Ang Lian-hoa melengak, mendadak ia tertawa dan berkata: "Ha.ha.ha..ha.! Jika nona anggap
demikian sifat pribadiku, maka salah besar nona. Watakku cukup terbuka, tidak suka
memikirkan adat kolot yang terlalu mengikat itu, jangankan nona Lim memang belum
menikah secara resmi dengan Ji Pwe-giok, sekalipun mereka sudah menikah juga tiada alasan
bagiku untuk memaksa Lim Tay-ih harus menjanda selama hidup. Bila dia mendapatkan
teman lelaki baru, aku justru bersyukur dan bergembira baginya."
Meski dia tertawa dengan lantang, namun lamat-lamat mengandung perasaan sedih.
Dengan sendirinya Kim-yan-cu tidak dapat merasakan isi hati ketua Kaypang yang gagah dan
muda itu, dengan tertawa cerah ia berkata: "Pangcu memang berpribadi lain daripada yang
lain, bilamana ucapanku tadi salah, hendaklah pangcu jangan marah."

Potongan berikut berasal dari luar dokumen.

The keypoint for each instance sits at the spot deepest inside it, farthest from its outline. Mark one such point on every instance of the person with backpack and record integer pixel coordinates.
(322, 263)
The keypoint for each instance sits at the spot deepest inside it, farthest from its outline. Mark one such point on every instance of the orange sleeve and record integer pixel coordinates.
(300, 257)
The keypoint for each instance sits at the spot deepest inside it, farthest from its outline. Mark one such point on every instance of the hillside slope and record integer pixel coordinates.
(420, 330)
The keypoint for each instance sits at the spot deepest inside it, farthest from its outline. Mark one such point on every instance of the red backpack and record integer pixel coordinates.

Ang Lian-hoa tertawa, tapi ia lantas berkerut kening dan berkata pula: "Namun ketika ku sapa
mereka, pemuda itu tampaknya sangat simpatik, sebaliknya nona Lim tidak mau menggubris
diriku, seakan-akan tidak kenal padaku. Padahal persahabatanku dengan dia bukan cuma
sehari dua hari saja, tidak pantas ia bersikap demikian".
"Bisa jadi.... bisa jadi dia sedang murung atau ada persoalan lain" ujar Kim-yan-cu.

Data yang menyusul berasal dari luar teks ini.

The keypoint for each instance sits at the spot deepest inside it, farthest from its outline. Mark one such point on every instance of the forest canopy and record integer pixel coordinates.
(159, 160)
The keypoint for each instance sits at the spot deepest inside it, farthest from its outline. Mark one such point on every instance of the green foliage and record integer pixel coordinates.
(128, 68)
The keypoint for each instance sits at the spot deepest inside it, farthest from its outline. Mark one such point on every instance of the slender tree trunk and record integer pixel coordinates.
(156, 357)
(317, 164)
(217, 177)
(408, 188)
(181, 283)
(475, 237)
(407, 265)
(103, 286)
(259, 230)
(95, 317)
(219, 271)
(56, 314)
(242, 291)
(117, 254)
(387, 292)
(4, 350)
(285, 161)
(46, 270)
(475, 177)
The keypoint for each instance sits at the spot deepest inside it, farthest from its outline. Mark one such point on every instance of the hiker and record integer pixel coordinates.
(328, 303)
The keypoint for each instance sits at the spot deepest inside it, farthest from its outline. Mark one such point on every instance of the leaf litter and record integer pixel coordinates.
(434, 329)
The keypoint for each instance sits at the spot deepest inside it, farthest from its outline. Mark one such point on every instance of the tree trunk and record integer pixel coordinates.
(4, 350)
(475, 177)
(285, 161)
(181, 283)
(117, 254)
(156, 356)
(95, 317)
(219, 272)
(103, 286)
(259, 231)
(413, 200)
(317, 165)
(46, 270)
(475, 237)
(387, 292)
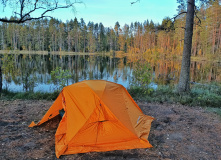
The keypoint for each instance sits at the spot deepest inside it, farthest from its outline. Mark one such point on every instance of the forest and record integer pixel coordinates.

"Ucapanmu memang beralasan, tapi mendadak kuingat bulan yang lalu pernah juga satu kali
dia tidak menggubris padaku ketika kami bertemu, kemudian baru ku tahu bahwa waktu itu
dia terancam bahaya, ada kesukaran yang tak dapat dikatakannya padaku"

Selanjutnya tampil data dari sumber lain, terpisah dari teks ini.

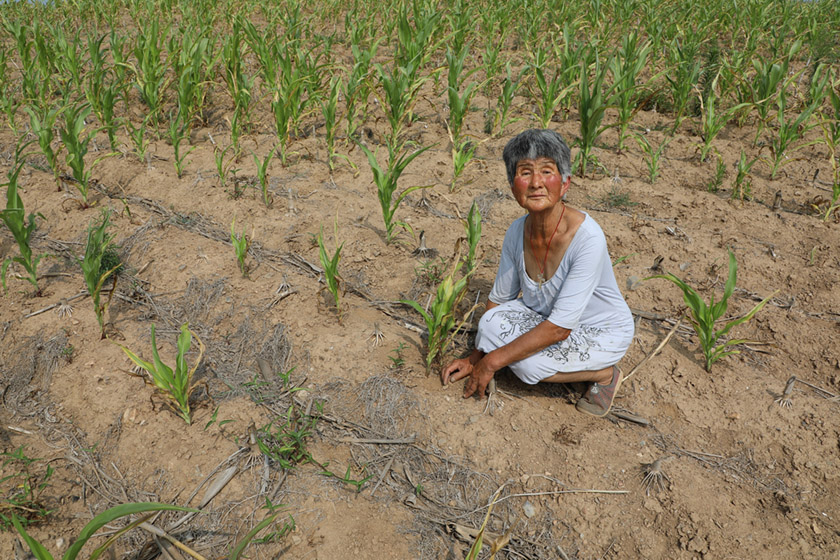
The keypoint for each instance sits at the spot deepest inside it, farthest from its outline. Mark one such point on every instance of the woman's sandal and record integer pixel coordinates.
(598, 399)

"Makanya sekarang Pangcu juga curiga jangan-jangan nona Lim ada kesukaran lain yang tak
dapat diberitahukan kepadamu?" tukas Kim-yan-cu.
"Ya, begitulah" kata Ang Lian-hoa.
"Lantaran itulah Pangcu jadi ketarik untuk menyelidiki seluk-beluknya, meski sebenarnya
urusan orang lain. Dan apa yang Pangcu lihat pada malam itu?"
Mendengar ucapan Kim-yan-cu ini, Bwe Su-bong yang sejak tadi hanya berdiri menunggu di
samping mendadak menyeletuk: "Apa yang dikatakan nona sebenarnya tidak salah. Jika orang
lain melihat sesuatu yang mencurigakan pada siangnya, malamnya tentu akan menyelidiki hal
yang menarik perhatiannya itu, sekalipun tempat yang harus didatangi adalah kamar perawan
juga takkan dihiraukannya...." dia pandang Kim-yan-cu dengan tersenyum, lalu menyambung
pula: "Tapi nona jangan lupa, seorang kalau sudah menjabat Pangcu Kay-pang, maka
kedudukannya akan banyak berbeda daripada orang lain, setiap tindak tanduknya tidak boleh
lagi gegabah."
Muka Kim-yan-cu menjadi merah, cepat ia berkata: "Ya, maaf" jika ucapanku tidak pantas
tapi.... tapi apakah Pangcu memang sama sekali tidak tertarik untuk menyelidikinya?"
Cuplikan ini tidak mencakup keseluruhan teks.